The Indian bands remain below their limit and are expected to stay below it, said Charlie Rasmussen, spokesman for the Great Lakes Indian Fish and Wildlife Commission, which represents the bands.

So far this year, tribal members have killed 10,140 pounds, nearly all between ice-out and the May 9 Minnesota fishing opener. Unlike prior years when nets were the primary method, Rasmussen said this year the majority of the tribal kill was by open-water spearing.

For years, the quota has risen and fallen, although the trend has been sharply down in recent years, from 411,500 pounds in 2010 to 42,900 pounds last year.

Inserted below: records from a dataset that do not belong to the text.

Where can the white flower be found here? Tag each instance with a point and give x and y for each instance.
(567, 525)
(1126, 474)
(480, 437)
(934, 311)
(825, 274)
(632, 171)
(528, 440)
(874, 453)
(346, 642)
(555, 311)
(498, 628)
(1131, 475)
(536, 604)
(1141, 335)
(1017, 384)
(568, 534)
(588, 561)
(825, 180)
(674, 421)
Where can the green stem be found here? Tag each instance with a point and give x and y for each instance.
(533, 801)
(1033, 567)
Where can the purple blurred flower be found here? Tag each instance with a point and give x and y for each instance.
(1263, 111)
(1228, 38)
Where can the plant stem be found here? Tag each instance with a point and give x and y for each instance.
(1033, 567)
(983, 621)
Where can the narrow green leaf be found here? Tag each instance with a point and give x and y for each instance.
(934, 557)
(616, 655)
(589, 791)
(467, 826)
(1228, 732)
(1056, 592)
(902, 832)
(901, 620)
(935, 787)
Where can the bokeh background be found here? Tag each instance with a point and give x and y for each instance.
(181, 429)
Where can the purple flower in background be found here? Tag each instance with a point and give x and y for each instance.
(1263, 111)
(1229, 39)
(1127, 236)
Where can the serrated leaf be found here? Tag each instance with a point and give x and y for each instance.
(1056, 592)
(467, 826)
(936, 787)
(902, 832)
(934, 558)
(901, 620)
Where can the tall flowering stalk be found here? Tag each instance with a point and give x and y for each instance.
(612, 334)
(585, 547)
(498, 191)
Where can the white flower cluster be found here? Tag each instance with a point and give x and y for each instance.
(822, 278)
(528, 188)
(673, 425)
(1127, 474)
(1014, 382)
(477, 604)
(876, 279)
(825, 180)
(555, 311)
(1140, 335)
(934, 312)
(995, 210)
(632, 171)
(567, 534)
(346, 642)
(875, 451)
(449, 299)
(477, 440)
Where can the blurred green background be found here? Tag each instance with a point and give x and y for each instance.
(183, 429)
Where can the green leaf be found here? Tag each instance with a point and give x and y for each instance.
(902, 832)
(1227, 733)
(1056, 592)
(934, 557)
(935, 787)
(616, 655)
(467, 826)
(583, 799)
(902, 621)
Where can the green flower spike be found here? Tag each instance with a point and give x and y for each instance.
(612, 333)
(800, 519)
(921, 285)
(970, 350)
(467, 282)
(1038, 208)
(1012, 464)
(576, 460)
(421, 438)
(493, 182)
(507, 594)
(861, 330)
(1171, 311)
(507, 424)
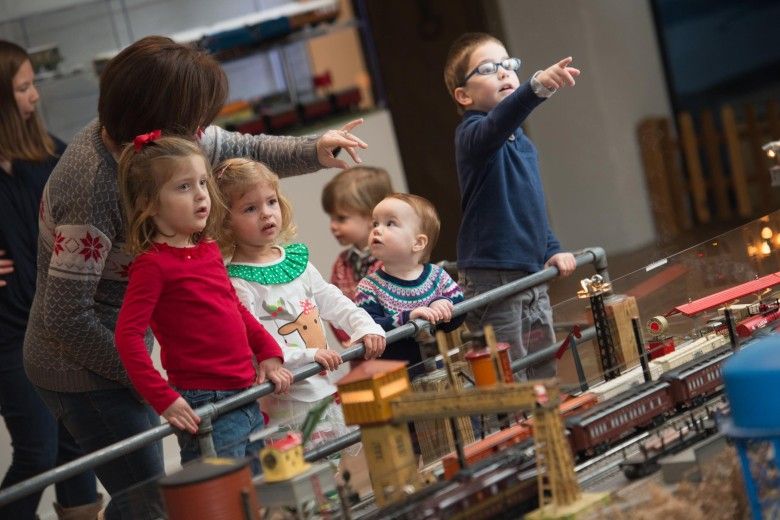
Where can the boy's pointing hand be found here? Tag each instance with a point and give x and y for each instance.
(558, 75)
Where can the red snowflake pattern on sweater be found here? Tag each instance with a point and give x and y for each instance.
(92, 248)
(58, 240)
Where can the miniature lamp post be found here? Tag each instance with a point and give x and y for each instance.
(772, 150)
(754, 424)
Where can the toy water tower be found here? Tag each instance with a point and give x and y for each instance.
(754, 426)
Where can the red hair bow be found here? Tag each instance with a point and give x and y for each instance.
(141, 140)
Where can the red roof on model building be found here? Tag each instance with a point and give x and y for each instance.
(289, 441)
(719, 298)
(371, 369)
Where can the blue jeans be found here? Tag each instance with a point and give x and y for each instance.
(99, 418)
(231, 430)
(523, 320)
(39, 441)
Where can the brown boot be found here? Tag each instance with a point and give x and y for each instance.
(85, 512)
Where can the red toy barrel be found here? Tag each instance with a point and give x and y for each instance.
(483, 368)
(211, 489)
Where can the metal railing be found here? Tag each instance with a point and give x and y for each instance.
(593, 255)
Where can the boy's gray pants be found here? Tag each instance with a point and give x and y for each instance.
(524, 320)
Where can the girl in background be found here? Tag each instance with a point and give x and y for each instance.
(179, 286)
(349, 198)
(27, 156)
(279, 286)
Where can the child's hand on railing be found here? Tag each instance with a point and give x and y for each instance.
(272, 369)
(565, 263)
(181, 416)
(443, 309)
(328, 358)
(424, 313)
(375, 345)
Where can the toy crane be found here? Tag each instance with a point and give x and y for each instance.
(594, 288)
(377, 395)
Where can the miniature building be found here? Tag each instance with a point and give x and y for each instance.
(366, 391)
(283, 459)
(365, 394)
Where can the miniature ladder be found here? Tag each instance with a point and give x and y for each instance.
(555, 475)
(607, 354)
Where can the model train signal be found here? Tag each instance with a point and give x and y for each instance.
(657, 325)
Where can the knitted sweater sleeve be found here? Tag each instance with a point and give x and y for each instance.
(448, 289)
(286, 156)
(81, 217)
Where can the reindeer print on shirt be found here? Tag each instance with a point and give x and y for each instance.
(307, 323)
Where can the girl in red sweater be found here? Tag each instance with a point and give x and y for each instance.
(178, 286)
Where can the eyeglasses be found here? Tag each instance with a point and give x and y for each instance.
(490, 67)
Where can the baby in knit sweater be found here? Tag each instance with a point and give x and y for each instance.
(406, 287)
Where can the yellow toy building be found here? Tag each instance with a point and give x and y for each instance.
(367, 390)
(365, 395)
(282, 459)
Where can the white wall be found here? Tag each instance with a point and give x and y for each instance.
(588, 149)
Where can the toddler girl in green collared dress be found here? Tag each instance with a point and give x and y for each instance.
(282, 289)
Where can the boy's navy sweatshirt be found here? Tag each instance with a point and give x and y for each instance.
(504, 222)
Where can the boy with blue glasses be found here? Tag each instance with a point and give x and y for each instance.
(504, 234)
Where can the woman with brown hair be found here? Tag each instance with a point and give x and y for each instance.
(27, 156)
(69, 354)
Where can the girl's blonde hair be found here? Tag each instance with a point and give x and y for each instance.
(19, 139)
(235, 177)
(142, 173)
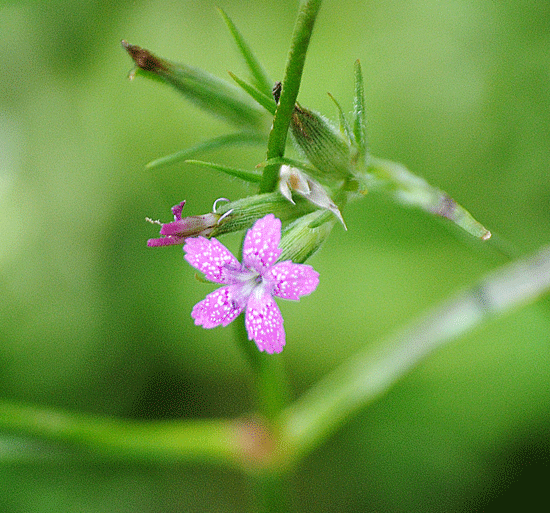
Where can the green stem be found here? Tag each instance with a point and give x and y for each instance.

The high point was 1992, when anglers could take 1.2 million pounds.


Scientists aren’t certain what’s happening with the lake, which has been and continues to be the subject of several studies. They know the fundamental problem is young walleye not surviving to adulthood. Mostly, they’re being eaten by larger walleyes.

Evidence is increasingly pointing to a combination of factors that have led to cleaner, clearer, less-fertile water that is less hospitable to walleye than when the lake was murkier from high-nutrient runoff.

Tribal netting returned to the lake in 1998. Scientists have repeatedly said the tribal take is too small - smaller than the sport-fishing take - to be the cause of the walleye travails.

The main hope for a recovery of Mille Lacs walleye is the generation of fish that hatched in 2013. Those fish have survived and “could be the most abundant of any we’ve ever seen on the lake,” said Pereira.

The 2013 fish are now between 13 inches and 16 inches, and providing much of the action for anglers. But they haven’t yet reached reproductive age.

Natural reproduction on Mille Lacs remains as high as any water in Minnesota. Each year, the lake produces about the same number of walleyes as the state’s entire network of hatcheries, and Mille Lacs walleyes are genetically distinct. As such, stocking isn’t seen as a viable option.

The short-term blueprint for the future involves protecting the relatively small 2013 fish, as well as the larger, older, egg-laying females.

The DNR estimates hooking mortality based on a formula developed during a two-year study from 2003-04 in which researchers observed fish caught and released by anglers to see how many survived.


Large fish and small fish are the most vulnerable, and those are the fish swimming in the lake right now.